Deep-Fried Beef Chimichangas With Guacamole - cooking recipe

Ingredients
    For the guacamole
    3 ripe avocados
    1 large red onion, diced
    2 serrano chilies, stems and seeds removed and chopped (use gloves to handle these)
    1/4 cup freshly chopped cilantro leaf
    1/4 cup fresh lime juice (1 or 2 limes depending on size)
    3 ripe tomatoes, seeds removed and diced
    3 garlic cloves, roughly diced
    salt & freshly ground black pepper
    For the chimichangas
    12 large flour tortillas
    1 1/2 cups shredded monterey jack cheese
    1 liter vegetable oil or 1 liter canola oil
    For the ground beef filling
    2 tablespoons olive oil
    1 large red onion, sliced
    3 lbs ground beef
    6 ounces tomato paste
    4 teaspoons chili powder
    2 teaspoons ground cumin
    2 teaspoons celery salt
    salt & freshly ground black pepper
Preparation
    Special equipment: Wooden skewers or round toothpicks
    Slice each avocado in half lengthwise, pop out seed and slip off the skin. Smash the avocado in a bowl and add onion, chiles, cilantro, lime juice, tomatoes, and garlic and mix well. Season with salt and pepper, cover, and let sit in refrigerator for a couple of hours to allow flavors to combine.
    Lay out tortillas and sprinkle about 1/8 cup cheese on each. Begin heating vegetable oil to 350 degrees F in deep-fryer.
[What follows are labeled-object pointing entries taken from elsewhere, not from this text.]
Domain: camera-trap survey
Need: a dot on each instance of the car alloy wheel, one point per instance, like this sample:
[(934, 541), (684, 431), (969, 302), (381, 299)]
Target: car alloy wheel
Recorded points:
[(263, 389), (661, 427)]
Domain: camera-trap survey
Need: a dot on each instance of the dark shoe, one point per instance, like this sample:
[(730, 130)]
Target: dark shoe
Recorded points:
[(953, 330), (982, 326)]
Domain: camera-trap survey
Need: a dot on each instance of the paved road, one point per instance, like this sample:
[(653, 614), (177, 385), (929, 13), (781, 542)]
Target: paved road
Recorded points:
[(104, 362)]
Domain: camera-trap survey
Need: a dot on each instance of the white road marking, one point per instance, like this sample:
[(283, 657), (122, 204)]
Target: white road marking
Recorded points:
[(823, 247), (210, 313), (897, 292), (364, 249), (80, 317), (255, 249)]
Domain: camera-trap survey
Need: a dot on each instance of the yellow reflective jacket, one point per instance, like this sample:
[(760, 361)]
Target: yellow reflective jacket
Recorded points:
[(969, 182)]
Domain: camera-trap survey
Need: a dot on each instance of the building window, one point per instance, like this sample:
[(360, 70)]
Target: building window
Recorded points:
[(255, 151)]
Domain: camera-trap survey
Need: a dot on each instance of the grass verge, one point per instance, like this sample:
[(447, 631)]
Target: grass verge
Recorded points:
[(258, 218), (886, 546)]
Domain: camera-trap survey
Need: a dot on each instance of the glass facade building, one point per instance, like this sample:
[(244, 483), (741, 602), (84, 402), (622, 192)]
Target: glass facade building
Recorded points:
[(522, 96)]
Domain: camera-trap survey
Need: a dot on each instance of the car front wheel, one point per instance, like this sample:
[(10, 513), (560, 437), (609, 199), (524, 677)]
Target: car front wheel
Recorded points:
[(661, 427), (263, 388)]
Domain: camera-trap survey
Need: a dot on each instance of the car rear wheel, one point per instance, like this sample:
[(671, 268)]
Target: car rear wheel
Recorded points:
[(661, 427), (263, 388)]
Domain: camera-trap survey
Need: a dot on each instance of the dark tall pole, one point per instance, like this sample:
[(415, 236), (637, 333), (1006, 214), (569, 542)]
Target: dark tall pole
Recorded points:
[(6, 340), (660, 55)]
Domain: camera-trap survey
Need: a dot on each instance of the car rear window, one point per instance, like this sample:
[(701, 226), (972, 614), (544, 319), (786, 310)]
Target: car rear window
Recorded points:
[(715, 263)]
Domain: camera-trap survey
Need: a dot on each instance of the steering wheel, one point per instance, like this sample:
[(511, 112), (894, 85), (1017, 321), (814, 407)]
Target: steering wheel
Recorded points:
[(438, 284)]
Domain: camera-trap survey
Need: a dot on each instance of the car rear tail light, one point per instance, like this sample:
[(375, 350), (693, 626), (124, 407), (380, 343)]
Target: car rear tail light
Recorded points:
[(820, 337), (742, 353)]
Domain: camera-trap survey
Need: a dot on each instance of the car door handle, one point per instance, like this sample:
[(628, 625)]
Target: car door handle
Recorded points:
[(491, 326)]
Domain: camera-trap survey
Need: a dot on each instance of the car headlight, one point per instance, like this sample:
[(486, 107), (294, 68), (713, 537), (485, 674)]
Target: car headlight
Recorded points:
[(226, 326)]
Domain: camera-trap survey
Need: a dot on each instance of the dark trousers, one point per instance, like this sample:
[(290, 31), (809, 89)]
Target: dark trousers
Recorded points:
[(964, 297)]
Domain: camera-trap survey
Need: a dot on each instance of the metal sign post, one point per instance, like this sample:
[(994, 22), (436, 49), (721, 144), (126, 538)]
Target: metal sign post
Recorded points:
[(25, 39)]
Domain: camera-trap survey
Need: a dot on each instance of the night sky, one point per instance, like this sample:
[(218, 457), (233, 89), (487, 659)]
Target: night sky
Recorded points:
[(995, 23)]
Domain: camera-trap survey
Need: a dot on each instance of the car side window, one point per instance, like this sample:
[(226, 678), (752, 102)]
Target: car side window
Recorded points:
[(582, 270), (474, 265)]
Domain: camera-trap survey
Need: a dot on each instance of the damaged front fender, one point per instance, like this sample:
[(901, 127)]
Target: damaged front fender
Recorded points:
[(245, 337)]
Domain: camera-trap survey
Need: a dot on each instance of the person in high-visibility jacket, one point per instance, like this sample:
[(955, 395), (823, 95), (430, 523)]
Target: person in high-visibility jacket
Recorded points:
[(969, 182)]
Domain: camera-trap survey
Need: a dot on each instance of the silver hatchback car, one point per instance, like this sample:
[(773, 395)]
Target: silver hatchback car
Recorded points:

    In a large skillet heat olive oil over medium-high heat and saute onion until translucent. To this pan, add ground beef, tomato paste, chili powder, cumin, celery salt, and salt and pepper, and cook until browned. Divide meat mixture into equal amounts in the pan. Then using a slotted spoon to leave excess liquid behind, transfer meat mixture to the center of each tortilla and fold the tortilla into a closed packet and secure using a wooden skewer or round toothpicks. Deep fry chimichangas until golden brown. (Alternatively, you can skip the deep frying step altogether by arranging the chimichanga packets on a baking sheet and bake until cheese melts and tortillas begin to firm up, about 5 to 10 minutes in a preheated 350 degrees F oven.) Remove skewers/toothpicks before serving.